Ana tenía varios meses saliendo con Esther, su compañera de trabajo en el despacho.  Habían alquilado un loft en el centro de la ciudad, a unas cuadras del Zócalo. Se iba por que “se le había acabado el amor”. Dejaba en el apartamento, a un par de sujetos que ya no tenían de donde anudarse; la cuerda que arropaba y daba consistencia a esa familia, se estaba marchando. Ahora nosotros teníamos que arreglárnoslas solos para continuar con nuestras existencias.

A las pocas semanas de la despedida de Ana, los arrebatos comenzaron, las salpicadas de mierda, comenzaron a perder esa esencia metafórica, la suciedad en el apartamento, comenzaba a desorganizar la armonía falsa en la que vivíamos desde antes. Sebastián, extrañaba a su madre, esa imagen que había prometido un cuidado y una fidelidad eterna, yo compartía su pesar.

Me habían botado por una mujer, ¿cómo podía luchar por su amor? Entendía el porqué de esos muslos secos cuando me aproximaba. Entendí como esos juegos de seducción que procuraba semana con semana, encuadraban el  hastío que Ana ya no podía sostener.
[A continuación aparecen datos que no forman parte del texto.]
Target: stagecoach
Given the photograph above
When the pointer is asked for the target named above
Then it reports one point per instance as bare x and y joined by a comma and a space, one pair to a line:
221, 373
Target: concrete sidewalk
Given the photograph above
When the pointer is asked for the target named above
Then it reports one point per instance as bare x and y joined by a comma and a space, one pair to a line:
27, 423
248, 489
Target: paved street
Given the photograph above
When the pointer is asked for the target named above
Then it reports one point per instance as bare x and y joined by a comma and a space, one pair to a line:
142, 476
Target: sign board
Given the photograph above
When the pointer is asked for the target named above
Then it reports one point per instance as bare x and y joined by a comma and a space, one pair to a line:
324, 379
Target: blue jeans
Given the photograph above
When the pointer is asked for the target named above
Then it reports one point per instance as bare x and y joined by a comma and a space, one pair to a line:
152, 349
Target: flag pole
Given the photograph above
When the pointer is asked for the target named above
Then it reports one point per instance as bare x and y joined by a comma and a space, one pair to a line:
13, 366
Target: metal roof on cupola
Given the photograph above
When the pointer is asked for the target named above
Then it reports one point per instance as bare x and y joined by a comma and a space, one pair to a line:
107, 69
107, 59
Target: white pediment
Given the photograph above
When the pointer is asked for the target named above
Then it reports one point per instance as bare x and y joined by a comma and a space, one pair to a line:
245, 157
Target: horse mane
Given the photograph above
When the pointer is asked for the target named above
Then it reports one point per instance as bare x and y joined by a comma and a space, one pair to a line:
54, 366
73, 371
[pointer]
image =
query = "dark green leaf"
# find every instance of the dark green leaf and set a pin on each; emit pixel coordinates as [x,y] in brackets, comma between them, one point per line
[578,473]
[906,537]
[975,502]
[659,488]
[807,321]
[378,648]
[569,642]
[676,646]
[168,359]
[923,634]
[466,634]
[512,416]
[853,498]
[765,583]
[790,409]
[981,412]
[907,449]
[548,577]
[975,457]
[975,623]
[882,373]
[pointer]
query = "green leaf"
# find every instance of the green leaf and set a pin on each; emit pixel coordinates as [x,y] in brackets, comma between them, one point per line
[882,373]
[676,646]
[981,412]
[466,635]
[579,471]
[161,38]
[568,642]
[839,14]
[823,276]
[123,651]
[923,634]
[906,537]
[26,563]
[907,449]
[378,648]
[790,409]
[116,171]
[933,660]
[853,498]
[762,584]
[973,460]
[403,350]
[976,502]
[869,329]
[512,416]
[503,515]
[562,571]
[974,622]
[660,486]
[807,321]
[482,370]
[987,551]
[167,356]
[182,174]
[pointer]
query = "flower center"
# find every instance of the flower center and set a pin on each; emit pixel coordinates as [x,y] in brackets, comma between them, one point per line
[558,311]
La ausencia de Ana había tocado lo real, la mierda que nos aventábamos  Sebastián y yo, también.

El departamento ya no iba a vaciarse de humo, la confusión y la melancolía de un pasado gris, traían violencia. Los reclamos de dinero, de responsabilidades, chocaban con los muebles despostillados; la mierda eran gritos, los gritos, objetos aventados y los objetos fueron golpes, y los golpes, sangre. Fueron cuatro meses de sangre embarrada en el lavabo, anuncio de una verdad que dolía más que los moretones en el cuerpo: no éramos suficientes el uno para el otro. No podíamos seguir viviendo así. El departamento se había convertido en un campo de batalla; en el que como en toda guerra, los soldados se despedazan unos a otros luchando por ideales vacíos que no tienen coherencia a la hora de destripar.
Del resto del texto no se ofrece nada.